We expect this growth in passenger traffic to benefit aviation insurance exposure in the long term .
Air cargo performed better than passenger traffic during the pandemic. Volumes carried rose by 6.9% in 2021 versus 2019.
Cargo accounts for a smaller share of global aviation industry revenue than passenger traffic, and the volume increase during the pandemic did not offset the loss impact of the drop in passenger numbers.
Air cargo traffic has eased since the second half of 2021 as economic growth has slowed. That said, strong growth in ecommerce, in which air cargo plays a crucial role, is a favourable long-term development and will increase air cargo insurance exposure.
Airlines used the lull in traffic during the pandemic to renew their passenger aircraft fleets, leading to investments in greener and safer planes. This has created additional near-term opportunities for insurers.
Aircraft are expensive and the associated value of sums insured are significant.
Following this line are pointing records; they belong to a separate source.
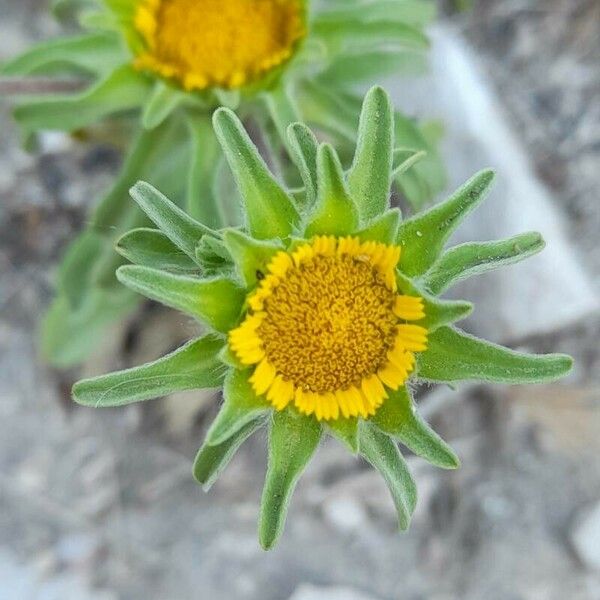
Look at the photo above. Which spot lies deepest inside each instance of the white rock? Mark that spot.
(585, 537)
(311, 592)
(345, 514)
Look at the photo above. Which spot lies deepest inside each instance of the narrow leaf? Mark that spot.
(211, 461)
(270, 210)
(475, 258)
(398, 417)
(454, 355)
(201, 199)
(438, 312)
(377, 448)
(335, 212)
(303, 146)
(369, 179)
(241, 406)
(152, 248)
(193, 366)
(346, 431)
(124, 89)
(293, 439)
(180, 228)
(217, 302)
(423, 237)
(250, 256)
(383, 228)
(163, 100)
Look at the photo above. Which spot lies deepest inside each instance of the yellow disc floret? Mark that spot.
(220, 43)
(327, 330)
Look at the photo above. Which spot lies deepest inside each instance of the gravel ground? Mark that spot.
(100, 505)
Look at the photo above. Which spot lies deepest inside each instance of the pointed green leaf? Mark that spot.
(437, 312)
(346, 431)
(405, 159)
(282, 109)
(163, 100)
(270, 210)
(414, 12)
(201, 200)
(211, 461)
(152, 248)
(250, 256)
(74, 272)
(423, 237)
(383, 454)
(180, 228)
(453, 355)
(370, 35)
(69, 336)
(369, 179)
(303, 147)
(475, 258)
(213, 257)
(216, 302)
(293, 439)
(398, 417)
(383, 228)
(335, 212)
(193, 366)
(241, 406)
(124, 89)
(96, 53)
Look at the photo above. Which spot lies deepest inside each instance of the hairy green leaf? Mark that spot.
(454, 355)
(241, 406)
(303, 147)
(398, 417)
(180, 228)
(96, 53)
(475, 258)
(122, 90)
(423, 237)
(217, 302)
(152, 248)
(369, 178)
(293, 439)
(250, 256)
(377, 448)
(383, 228)
(335, 212)
(212, 460)
(270, 210)
(193, 366)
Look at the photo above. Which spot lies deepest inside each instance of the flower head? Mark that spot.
(158, 69)
(322, 310)
(327, 329)
(210, 43)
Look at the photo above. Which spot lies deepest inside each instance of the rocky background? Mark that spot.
(101, 505)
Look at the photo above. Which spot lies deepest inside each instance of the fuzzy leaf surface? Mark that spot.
(454, 355)
(217, 302)
(293, 439)
(193, 366)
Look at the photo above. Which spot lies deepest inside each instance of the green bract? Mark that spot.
(171, 143)
(212, 275)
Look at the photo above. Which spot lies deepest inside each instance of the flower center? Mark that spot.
(329, 324)
(327, 329)
(221, 43)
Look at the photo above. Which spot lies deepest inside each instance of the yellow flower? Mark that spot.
(208, 43)
(327, 330)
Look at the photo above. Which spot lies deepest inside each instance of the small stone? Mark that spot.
(311, 592)
(345, 514)
(585, 537)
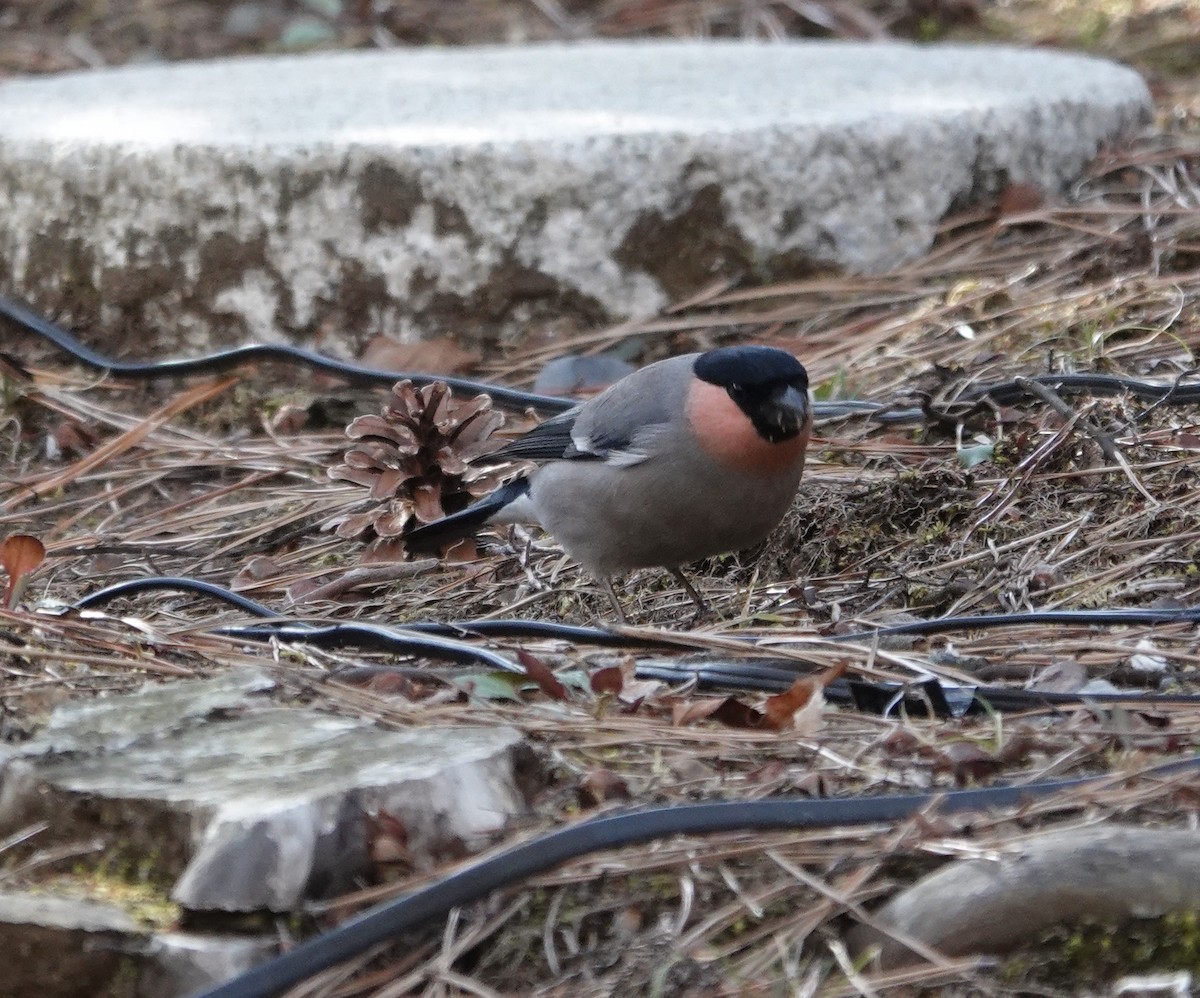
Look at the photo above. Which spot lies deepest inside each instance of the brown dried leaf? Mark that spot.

Another long-term tailwind for insurers is the uninterrupted historical downward trend in air travel accidents, which is likely to continue and so reduce the frequency of claims.
However, claims severity has gone in the opposite direction, as aircraft become increasingly valuable due to growing complexity in their design and manufacturing process, and with social inflation.
The global drive for decarbonisation, and related trend of travellers looking for alternatives to flying, are emerging challenges.
We expect green taxes to increase and airlines to work to fly more sustainably.
This may raise air fares and so lower demand, but it may also make air travel more attractive to the environmentally conscious. We believe the aviation industry and its insurers can find optimal solutions and that despite the near-term uncertainty, there
are significant opportunities, from e-commerce to greener flying, ahead.